A side effect of the Work From Home paradigm shift has been to drastically increase the size of your company’s network perimeter – with the potential for countless new security holes:
“The work-from-home (WFH) paradigm that has become the new normal in the age of coronavirus comes with exacerbated network security risk – as evidenced by growing a number of botnets and automated attacks that are taking advantage of known vulnerabilities in both consumer and corporate IT gear. The situation is forcing IT to adopt new strategies to gain visibility into their network environments.
According to Nate Warfield, senior security program manager at Microsoft, new vulnerabilities found in network and Internet-of-Things (IoT) equipment are being weaponized by cybercriminals within days of disclosure – and sometimes hours. And the attack surface continues to widen tremendously since most office jobs have been reconfigured into telecommuting positions.“
In the past, a lot of IT professionals have had this mindset: “What happens when the user walks out the office door is none of my concern.” That was never true, but it seemed like a harmless enough viewpoint and was certainly an easy way of looking at it. Anyone who has realized the gravity of the above excerpt will have changed their viewpoint by now.
“We’re talking old routers, unpatched routers, possibly hacked routers – but also Samsung Smart TVs and that IoT refrigerator that everybody thought was so cool. Yeah, that’s also on your corporate network now, because it’s connected to your home user’s network and therefore is now a possible proxy back into your corporate network.”
The Internet of Things (IoT) is like a genie. “I wish for my network coffee maker to synchronize with my WiFi toilet, so that the tank is at the most efficient water level for my regular, er – visit – an hour after my last cup.”
The problem: There are evil genies in some bottles. You get what you wish for, but in a way that you later severely regret. Before you know it, you’re spending the next 1000 years stuffed in a lamp with Gilbert Gottfried.
The issue of course is that consumer-grade devices and commodity hardware can suffer from a lack of security-by-design, with issues like default passwords that consumers don’t know to change, as well as security vulnerabilities.
Using tools like the Shodan search engine, Warfield pointed out that it’s a trivial matter to uncover vulnerable devices, many of which are using basic HTTP authentication, no SSL encryption and no two-factor authentication.
“All of the IoT and home media devices are all things you can find on Shodan right now, with just a quick search,” he said.
Obviously, your company is not about to start regulating your home devices and network. They can’t, and they won’t. This is where the old prayer comes into play: “Give me the strength to change the things I can, the peace to accept the things I can’t, and the wisdom to know the difference.”

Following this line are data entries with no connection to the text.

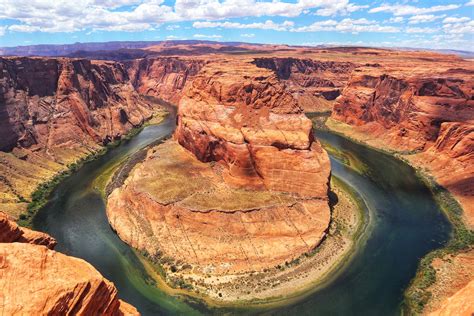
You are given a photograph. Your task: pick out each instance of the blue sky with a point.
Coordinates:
(423, 23)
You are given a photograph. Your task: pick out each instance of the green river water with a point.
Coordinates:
(404, 224)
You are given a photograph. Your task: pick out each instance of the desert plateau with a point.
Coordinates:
(225, 177)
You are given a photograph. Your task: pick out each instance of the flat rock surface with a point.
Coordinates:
(176, 206)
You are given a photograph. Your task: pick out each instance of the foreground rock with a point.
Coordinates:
(54, 112)
(36, 280)
(242, 188)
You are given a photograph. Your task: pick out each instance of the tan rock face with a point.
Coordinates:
(55, 111)
(246, 191)
(246, 119)
(165, 77)
(11, 232)
(174, 206)
(314, 84)
(460, 304)
(38, 281)
(35, 280)
(428, 113)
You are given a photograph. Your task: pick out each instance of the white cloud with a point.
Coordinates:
(397, 19)
(459, 28)
(347, 26)
(214, 36)
(139, 15)
(173, 37)
(267, 25)
(456, 20)
(172, 27)
(424, 18)
(401, 9)
(424, 30)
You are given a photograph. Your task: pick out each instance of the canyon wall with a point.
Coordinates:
(164, 77)
(245, 118)
(55, 111)
(429, 117)
(242, 187)
(36, 280)
(314, 84)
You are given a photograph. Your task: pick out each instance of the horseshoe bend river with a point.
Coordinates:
(404, 224)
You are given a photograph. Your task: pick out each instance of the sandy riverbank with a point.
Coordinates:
(283, 283)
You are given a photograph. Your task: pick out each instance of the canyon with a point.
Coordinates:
(257, 175)
(35, 279)
(241, 137)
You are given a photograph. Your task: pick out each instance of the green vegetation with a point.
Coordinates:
(40, 196)
(417, 295)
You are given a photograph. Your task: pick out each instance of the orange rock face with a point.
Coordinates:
(246, 119)
(35, 280)
(460, 304)
(55, 111)
(428, 114)
(245, 191)
(314, 84)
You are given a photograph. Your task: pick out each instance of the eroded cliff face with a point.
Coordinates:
(164, 77)
(246, 119)
(314, 84)
(36, 280)
(243, 187)
(428, 116)
(55, 111)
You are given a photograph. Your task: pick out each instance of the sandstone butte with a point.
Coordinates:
(246, 183)
(421, 108)
(36, 280)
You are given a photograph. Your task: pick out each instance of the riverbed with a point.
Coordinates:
(404, 224)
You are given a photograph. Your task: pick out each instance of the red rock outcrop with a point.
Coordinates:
(247, 189)
(314, 84)
(11, 232)
(164, 77)
(246, 119)
(460, 304)
(55, 111)
(35, 280)
(427, 115)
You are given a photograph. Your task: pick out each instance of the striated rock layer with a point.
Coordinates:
(55, 111)
(314, 84)
(247, 188)
(428, 116)
(247, 120)
(165, 77)
(36, 280)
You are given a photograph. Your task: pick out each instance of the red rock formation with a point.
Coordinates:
(36, 280)
(428, 113)
(163, 77)
(55, 111)
(313, 83)
(245, 118)
(460, 304)
(11, 232)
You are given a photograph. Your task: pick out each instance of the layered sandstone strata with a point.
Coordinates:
(35, 280)
(314, 84)
(428, 116)
(55, 111)
(245, 191)
(163, 77)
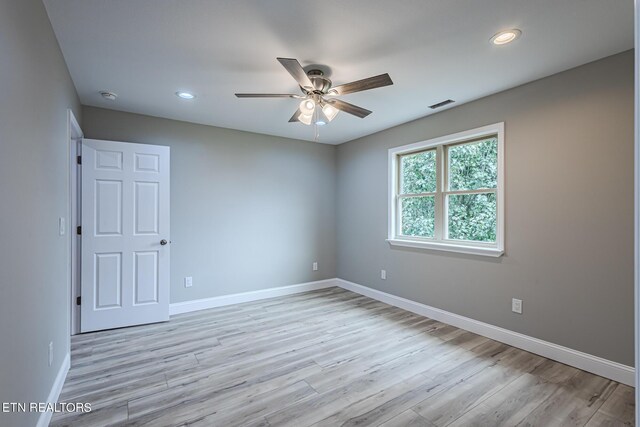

IT professionals in charge of corporate security can’t change the user’s home IoT or network – but they CAN change how the user is allowed to access corporate assets from home, and how the endpoints are monitored. I make the following three recommendations as great proactive steps that can be taken to secure WFH users facing threats in their own homes:
1. Proper Access Control. Simple: Just because a user COULD connect to something from home – should they? If, for example, a user doesn’t need VPN access to the corporate network – don’t give it to them. User access should be set up according to the principle of least privilege.
2. Multifactor Authentication (MFA) on Everything. Wherever possible, access to corporate assets needs to be secured by MFA. Lone passwords are no longer enough to protect sensitive systems – and home vulnerabilities leave users too open to password compromise in unexpected ways.
3. Managed Detection and Response (MDR). Think about it: for businesses who have sent a lot of their office staff to WFH, all that money spent on office network security equipment may seem moot now. While that isn’t true, it is true that users are now located in networks far less protected than before. The answer to this is MDR:
Managed Detection and Response (MDR) is a managed cyber security service that provides intrusion detection of malware and malicious activity in your network, and assists in rapid incident response to eliminate those threats with succinct remediation actions. MDR typically combines a technology solution with outsourced security analysts that extend your technologies and team.
Using an MDR solution integrated with endpoint management tools on workstations, corporate security is able extend a measure of protection to the computer itself in a way not covered by something like antivirus, looking for suspicious behavior or unusual network traffic on the machine – and take action if any red flags are thrown, such as killing the internet connection until the threat is determined. I attended a virtual cybersecurity convention last week in which the VP of a major cyberinsurance firm flatly said they aren’t interested in covering any businesses not using MDR going forward – so expect this to grow in importance.